Identifying spatial drivers of soil heavy metal pollution risk integrating positive matrix factorization, machine learning, and multi-scale geographically weighted regression

J Hazard Mater. 2024 Dec 10:485:136841. doi: 10.1016/j.jhazmat.2024.136841. Online ahead of print.

Abstract

Soil heavy metal (HMs) contamination poses significant ecological and health risks, yet the spatial drivers of HMs pollution remain poorly understood.

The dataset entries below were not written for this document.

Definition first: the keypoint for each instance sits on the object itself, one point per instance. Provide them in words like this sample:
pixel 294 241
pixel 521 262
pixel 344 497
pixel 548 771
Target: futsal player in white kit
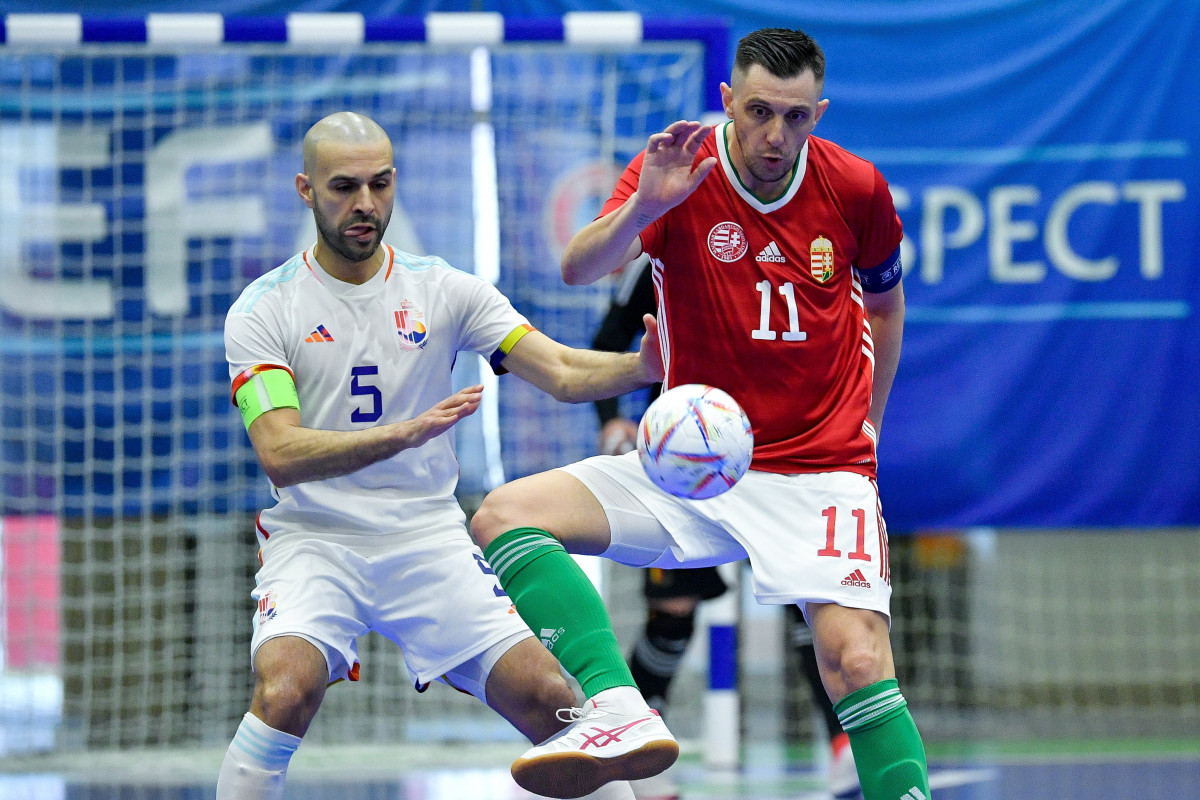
pixel 341 366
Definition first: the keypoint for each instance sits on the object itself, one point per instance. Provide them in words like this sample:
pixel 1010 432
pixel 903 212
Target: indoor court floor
pixel 1133 771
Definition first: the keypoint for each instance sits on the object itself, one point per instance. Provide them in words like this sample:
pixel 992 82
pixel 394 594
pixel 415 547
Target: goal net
pixel 142 187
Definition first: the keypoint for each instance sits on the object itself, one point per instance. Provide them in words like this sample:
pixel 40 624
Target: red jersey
pixel 762 300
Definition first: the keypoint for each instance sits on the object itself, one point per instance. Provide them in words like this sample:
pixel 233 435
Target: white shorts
pixel 435 596
pixel 811 537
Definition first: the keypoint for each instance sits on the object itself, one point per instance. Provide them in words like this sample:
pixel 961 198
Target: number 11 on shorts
pixel 859 552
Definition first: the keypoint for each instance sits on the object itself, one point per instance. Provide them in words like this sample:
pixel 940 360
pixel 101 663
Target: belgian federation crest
pixel 821 259
pixel 411 326
pixel 727 241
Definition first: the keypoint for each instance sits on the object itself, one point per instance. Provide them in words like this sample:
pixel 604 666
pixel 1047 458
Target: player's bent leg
pixel 289 683
pixel 527 689
pixel 856 665
pixel 555 501
pixel 615 737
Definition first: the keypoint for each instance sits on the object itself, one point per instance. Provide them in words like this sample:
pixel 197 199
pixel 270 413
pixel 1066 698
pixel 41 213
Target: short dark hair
pixel 783 52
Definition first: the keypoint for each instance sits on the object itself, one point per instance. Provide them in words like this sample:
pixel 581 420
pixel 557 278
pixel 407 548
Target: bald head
pixel 341 128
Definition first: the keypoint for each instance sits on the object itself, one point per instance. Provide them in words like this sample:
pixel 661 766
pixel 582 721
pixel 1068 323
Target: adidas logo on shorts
pixel 856 578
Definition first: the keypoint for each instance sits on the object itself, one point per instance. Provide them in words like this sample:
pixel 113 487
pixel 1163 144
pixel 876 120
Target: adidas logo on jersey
pixel 856 578
pixel 771 253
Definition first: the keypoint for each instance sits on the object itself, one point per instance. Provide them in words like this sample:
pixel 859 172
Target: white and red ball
pixel 695 441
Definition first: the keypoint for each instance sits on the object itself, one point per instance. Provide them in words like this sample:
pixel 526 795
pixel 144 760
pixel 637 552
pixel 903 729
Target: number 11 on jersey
pixel 793 332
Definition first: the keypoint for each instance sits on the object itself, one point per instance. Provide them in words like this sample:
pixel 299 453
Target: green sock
pixel 887 746
pixel 561 606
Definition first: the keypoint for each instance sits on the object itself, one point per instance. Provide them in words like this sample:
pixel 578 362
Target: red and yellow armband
pixel 264 388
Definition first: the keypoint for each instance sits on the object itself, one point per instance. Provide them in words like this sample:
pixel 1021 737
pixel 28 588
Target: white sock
pixel 256 763
pixel 625 699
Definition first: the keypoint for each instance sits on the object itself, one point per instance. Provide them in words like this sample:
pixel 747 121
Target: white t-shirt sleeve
pixel 255 337
pixel 486 317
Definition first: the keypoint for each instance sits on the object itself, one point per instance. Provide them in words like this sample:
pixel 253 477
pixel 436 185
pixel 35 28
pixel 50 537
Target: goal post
pixel 145 178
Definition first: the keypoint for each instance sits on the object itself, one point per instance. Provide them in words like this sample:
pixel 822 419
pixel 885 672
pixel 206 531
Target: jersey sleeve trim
pixel 880 278
pixel 507 346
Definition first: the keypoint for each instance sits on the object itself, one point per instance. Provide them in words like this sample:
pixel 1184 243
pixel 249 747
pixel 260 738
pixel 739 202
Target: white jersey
pixel 363 356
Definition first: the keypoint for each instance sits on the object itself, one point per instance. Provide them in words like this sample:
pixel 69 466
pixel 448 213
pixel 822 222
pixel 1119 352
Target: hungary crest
pixel 821 259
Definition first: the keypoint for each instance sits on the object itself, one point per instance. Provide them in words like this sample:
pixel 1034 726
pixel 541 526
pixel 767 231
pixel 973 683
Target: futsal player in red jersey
pixel 777 265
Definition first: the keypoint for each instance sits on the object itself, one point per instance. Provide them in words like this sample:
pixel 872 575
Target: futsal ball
pixel 695 441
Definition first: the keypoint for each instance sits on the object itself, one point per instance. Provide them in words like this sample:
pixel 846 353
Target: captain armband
pixel 264 388
pixel 882 277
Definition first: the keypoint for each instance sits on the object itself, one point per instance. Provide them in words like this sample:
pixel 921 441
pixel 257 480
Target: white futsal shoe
pixel 609 739
pixel 843 774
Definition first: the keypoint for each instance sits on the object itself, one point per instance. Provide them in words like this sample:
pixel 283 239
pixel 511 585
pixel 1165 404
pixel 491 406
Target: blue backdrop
pixel 1043 156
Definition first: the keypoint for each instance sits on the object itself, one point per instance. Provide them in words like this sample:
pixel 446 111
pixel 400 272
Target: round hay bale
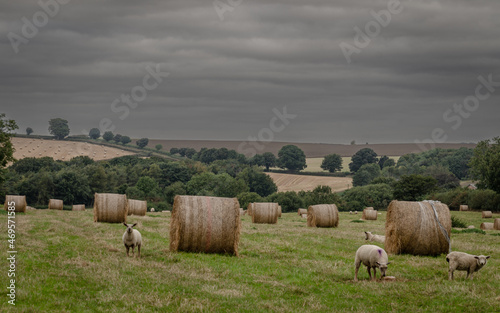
pixel 55 204
pixel 486 226
pixel 265 213
pixel 487 214
pixel 302 211
pixel 110 208
pixel 369 214
pixel 412 228
pixel 496 224
pixel 78 207
pixel 19 203
pixel 137 207
pixel 323 215
pixel 205 224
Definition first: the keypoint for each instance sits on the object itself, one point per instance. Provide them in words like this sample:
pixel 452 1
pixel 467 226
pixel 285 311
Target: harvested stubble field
pixel 68 263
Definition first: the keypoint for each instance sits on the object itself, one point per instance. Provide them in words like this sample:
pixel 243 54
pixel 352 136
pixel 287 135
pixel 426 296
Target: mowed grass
pixel 68 263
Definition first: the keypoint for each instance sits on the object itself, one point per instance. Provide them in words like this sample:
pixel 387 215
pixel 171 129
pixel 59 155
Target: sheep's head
pixel 129 227
pixel 481 260
pixel 382 267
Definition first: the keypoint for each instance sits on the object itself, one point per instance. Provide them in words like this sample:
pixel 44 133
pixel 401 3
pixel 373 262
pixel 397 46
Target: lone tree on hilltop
pixel 59 128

This study integrates pollution risk assessment, positive matrix factorization, machine learning, and multi-scale geographically weighted regression to develop a framework for identifying the spatial drivers of soil HMs contamination risk in Yangtze River New City, China. Analysis of 7152 samples revealed that although average HMs concentrations were below national standards, As, Cd, Cr, Cu, Hg, and Ni exceeded local background levels. Four key factors were identified as drivers of HMs contamination: natural sources (30.36 %, influenced by soil type), mixed agricultural and transportation sources (29.56 %, driven by cropland, aquaculture, and road density), human activities (12.68 %, including population density and community activities), and industrial sources (27.42 %, linked to factories and enterprises). Regional variations indicated that industrial activities, transportation, and human activities primarily influenced health risks, while agriculture and natural factors had a greater impact on ecological and environmental capacity risks. These findings underscore the importance of considering spatial heterogeneity in HMs pollution risk assessments and offer insights for developing targeted, region-specific policies to mitigate pollution risks of soil HMs.

Keywords: Heavy metals; MGWR; ML; Pollution source identification; Spatial heterogeneity.